他の男性を男として好きだと思うことはない。


だけど、ずっと励ましてくれた仲間としての深い友情みたいな感覚は…やっぱり失いたくないって思った。


「ごめん…こんなことして。ルール違反だよな…」


私は首を横に振った。


そんな私に向けて、慧君は言葉を続けた。


「北海道に行っても、ずっと想ってる。勝手に想ってるだけだから気にしないで。俺、絶対に雫ちゃんのこと忘れない。とにかく、あと2ヶ月。
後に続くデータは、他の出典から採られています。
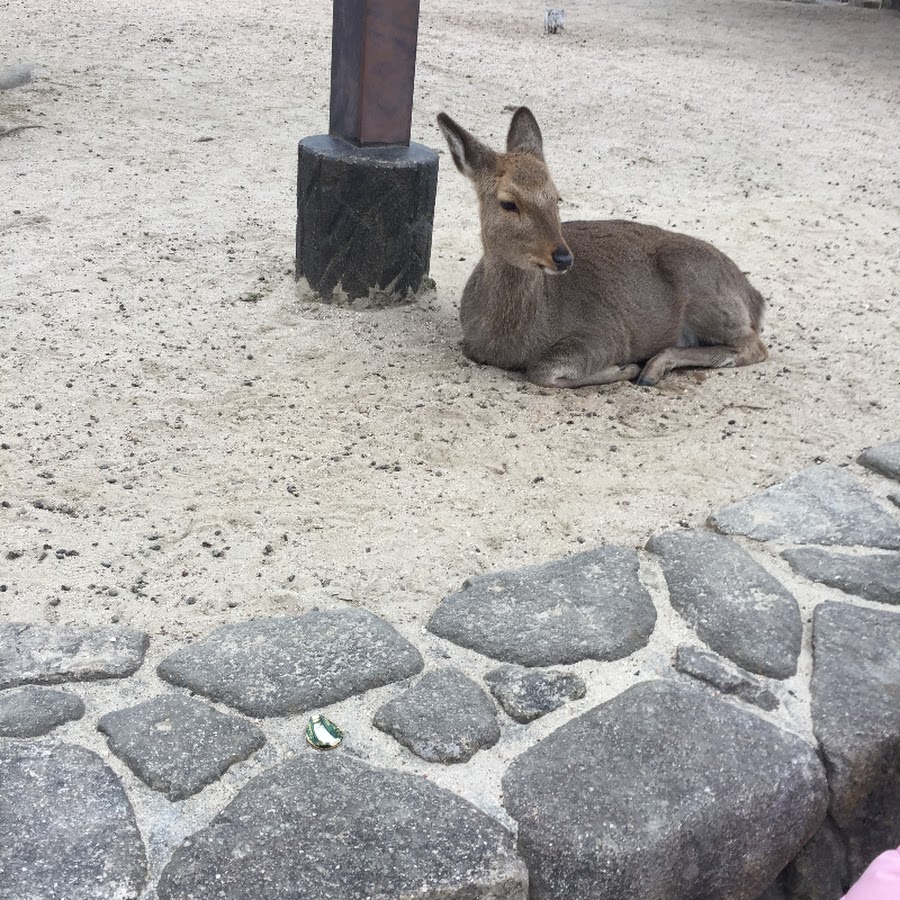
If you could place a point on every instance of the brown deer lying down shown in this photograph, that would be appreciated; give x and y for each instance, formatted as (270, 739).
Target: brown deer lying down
(636, 302)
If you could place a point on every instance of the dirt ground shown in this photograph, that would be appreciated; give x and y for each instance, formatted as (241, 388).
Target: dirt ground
(188, 439)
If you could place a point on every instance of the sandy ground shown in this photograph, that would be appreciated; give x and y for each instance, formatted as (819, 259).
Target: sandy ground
(188, 440)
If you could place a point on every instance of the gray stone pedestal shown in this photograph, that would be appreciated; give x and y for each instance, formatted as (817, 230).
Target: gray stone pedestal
(364, 217)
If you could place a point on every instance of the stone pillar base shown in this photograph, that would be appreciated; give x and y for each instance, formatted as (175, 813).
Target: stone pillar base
(364, 217)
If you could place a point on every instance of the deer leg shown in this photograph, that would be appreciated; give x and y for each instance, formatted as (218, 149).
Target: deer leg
(569, 363)
(751, 350)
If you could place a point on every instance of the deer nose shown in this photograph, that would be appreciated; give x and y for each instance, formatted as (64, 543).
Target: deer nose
(562, 258)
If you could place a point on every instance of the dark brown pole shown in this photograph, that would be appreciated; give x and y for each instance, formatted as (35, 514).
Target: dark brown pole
(373, 68)
(365, 193)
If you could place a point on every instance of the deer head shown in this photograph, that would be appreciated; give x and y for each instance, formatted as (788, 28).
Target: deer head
(519, 204)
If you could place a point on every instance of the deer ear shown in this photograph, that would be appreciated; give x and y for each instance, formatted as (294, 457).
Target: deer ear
(469, 154)
(524, 134)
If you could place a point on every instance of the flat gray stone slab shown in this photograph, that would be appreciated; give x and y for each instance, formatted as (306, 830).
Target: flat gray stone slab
(178, 745)
(727, 678)
(664, 791)
(35, 711)
(15, 76)
(47, 654)
(874, 576)
(445, 717)
(326, 825)
(587, 606)
(820, 505)
(736, 606)
(527, 694)
(284, 666)
(68, 830)
(856, 717)
(884, 459)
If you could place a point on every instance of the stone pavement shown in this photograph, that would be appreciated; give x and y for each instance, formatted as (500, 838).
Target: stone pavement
(746, 771)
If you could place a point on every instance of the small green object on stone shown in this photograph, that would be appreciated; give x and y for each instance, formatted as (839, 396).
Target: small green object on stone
(322, 733)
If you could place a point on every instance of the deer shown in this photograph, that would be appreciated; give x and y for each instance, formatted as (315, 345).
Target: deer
(582, 303)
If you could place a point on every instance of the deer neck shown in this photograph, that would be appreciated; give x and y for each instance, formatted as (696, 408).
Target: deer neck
(515, 293)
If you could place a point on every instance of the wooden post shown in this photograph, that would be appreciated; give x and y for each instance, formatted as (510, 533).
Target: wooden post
(373, 68)
(365, 195)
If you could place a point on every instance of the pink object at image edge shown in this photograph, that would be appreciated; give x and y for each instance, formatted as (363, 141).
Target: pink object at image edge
(880, 881)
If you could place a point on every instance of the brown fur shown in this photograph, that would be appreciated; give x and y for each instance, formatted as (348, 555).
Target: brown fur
(638, 300)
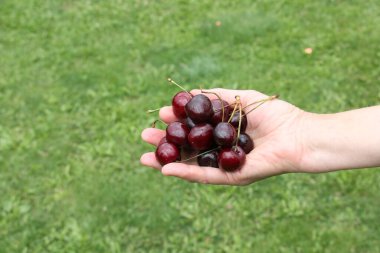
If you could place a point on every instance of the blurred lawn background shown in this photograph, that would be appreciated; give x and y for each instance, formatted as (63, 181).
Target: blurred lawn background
(77, 76)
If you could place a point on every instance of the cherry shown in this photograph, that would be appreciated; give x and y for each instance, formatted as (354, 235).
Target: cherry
(189, 123)
(162, 141)
(176, 133)
(209, 159)
(246, 143)
(179, 101)
(201, 136)
(218, 107)
(235, 121)
(167, 153)
(231, 159)
(199, 109)
(224, 134)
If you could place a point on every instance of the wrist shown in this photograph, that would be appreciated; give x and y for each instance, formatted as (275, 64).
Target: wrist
(340, 141)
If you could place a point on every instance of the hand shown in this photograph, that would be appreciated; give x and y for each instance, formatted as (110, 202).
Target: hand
(275, 128)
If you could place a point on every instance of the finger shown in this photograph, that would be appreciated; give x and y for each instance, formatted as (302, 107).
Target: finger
(152, 135)
(167, 115)
(194, 173)
(149, 159)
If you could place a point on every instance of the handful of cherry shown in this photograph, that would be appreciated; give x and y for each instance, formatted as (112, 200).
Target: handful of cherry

最後までこっちで頑張るから、よろしく…」


慧君は私から離れ、微笑みを残し、帰っていった。


「最後だなんて…言わないでよ」


慧君の背中を見ながら、私は小さな声でつぶやいた。


きっと、慧君はここで私を待っていてくれたんだろう。


うぬぼれかも知れないけど、そんな気がしてならなかった。


その想いに私は応えることはできないけど、それでも今日、ちゃんと話せて良かった。


北海道はすごく遠い。


だけど、慧君の夢が叶うのは…


そんなに遠い未来じゃないと…私は心の底から信じたかった。